When I dream of you young

Today I woke
thinking of you as you are
and as you have never been:
sundressed in a field,
the yellow of spring
in your step – and, pressed 
against the balls of your feet,
the roots of every fledgling thing.

I exhaled the last wisp of sleep,
opened my eyes to rumpled sheets,
to our bedside clock set five minutes behind
the rest of the city.
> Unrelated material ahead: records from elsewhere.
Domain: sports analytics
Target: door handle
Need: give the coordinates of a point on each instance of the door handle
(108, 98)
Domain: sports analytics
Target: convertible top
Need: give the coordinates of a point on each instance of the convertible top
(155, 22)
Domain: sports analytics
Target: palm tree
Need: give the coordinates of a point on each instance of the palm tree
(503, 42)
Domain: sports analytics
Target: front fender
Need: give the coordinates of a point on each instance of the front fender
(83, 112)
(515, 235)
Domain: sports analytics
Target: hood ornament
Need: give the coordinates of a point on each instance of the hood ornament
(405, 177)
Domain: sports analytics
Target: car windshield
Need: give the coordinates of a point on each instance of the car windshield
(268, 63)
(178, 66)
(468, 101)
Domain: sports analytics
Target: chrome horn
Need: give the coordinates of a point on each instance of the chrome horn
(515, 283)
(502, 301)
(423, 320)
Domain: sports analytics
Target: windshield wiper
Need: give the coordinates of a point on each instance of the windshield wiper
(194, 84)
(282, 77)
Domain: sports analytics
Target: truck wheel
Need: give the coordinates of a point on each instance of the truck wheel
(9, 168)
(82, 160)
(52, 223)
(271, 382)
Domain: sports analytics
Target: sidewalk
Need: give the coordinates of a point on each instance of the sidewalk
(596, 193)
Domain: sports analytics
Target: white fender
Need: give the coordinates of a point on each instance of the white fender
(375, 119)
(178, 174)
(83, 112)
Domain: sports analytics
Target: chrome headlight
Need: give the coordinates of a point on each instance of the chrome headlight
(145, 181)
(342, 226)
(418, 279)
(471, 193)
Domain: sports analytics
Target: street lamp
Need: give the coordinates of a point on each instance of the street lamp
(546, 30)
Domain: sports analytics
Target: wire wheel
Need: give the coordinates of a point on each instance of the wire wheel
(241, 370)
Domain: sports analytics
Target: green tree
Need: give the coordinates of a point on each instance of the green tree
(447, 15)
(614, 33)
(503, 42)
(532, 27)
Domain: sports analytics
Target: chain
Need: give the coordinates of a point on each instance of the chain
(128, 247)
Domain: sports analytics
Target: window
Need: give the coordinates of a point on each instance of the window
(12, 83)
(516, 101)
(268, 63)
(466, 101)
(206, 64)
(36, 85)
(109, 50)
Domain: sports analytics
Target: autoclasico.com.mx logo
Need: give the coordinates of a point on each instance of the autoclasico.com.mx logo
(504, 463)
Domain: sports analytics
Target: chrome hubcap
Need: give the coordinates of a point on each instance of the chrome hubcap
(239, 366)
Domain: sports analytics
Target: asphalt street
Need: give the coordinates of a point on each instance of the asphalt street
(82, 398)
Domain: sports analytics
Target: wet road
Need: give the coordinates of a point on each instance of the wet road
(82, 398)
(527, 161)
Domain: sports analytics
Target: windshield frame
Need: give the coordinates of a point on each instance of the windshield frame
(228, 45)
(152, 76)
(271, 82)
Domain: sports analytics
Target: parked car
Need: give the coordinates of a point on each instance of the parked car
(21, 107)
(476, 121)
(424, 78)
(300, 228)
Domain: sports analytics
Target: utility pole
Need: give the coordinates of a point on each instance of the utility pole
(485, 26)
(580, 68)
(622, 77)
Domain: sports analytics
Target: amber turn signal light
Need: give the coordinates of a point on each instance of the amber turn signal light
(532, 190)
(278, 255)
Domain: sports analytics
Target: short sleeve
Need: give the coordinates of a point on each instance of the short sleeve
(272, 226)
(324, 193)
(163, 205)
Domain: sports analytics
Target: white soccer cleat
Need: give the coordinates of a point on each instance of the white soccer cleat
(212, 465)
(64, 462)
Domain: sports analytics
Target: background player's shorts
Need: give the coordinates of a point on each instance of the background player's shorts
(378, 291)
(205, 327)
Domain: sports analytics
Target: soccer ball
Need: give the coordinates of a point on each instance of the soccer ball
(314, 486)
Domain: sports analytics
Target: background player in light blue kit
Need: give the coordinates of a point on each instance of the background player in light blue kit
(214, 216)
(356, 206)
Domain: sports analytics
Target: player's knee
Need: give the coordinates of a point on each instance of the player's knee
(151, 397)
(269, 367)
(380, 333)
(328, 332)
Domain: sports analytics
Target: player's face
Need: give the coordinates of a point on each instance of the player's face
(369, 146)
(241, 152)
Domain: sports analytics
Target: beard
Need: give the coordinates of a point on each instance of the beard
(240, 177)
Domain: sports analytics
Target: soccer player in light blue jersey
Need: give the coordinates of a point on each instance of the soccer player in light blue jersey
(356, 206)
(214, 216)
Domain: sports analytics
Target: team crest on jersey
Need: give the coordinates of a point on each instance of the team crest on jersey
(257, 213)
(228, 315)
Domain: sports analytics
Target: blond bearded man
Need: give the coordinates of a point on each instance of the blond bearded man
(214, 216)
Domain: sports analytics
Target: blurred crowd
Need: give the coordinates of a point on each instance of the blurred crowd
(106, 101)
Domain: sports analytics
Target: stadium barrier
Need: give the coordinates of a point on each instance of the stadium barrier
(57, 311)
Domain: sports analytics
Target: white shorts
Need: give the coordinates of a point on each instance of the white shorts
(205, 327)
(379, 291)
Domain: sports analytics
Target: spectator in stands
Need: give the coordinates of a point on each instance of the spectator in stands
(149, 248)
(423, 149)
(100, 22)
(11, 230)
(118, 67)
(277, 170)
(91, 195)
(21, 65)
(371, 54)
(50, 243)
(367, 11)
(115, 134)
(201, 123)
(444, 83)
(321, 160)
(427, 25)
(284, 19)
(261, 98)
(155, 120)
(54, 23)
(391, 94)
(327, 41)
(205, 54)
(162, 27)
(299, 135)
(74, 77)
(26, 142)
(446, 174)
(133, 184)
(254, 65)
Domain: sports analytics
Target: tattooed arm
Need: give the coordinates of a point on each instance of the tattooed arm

Your arms were cradled
between us, ambered, 
the press of age 
on the backs of your hands.

Your feet have never been warm. 
Your mouth has never opened
to change.

When I dream of you young, 
it is only a desire to know 
a version of you that came before. 

When I dream of you old
it is only an overabundance 
of hope.  
planted

we knelt by the porch
in early June, the soil
damp and cool as the 
skin of a bog, as I carved 
shallow holes in the earth,
my mother in white
squinting up, the seeds
cupped in her hands
then cupped in mine
then scattered like
grounds of peppercorn 
pressed gently 
into the spaces between
the soil: my marigolds
birthed in the pink
of the sun,
my seedlings
light as a mayfly’s wing,
as hope, resurrected,
at dawn

Rebecca Cohen is an American writer residing in London who received her Master’s in poetry from Royal Holloway, University of London. She has been writing poetry for over a decade, and in 2017, she won a college poetry prize awarded by the Academy of American Poets for her poem ‘Arbeit Macht Frei’.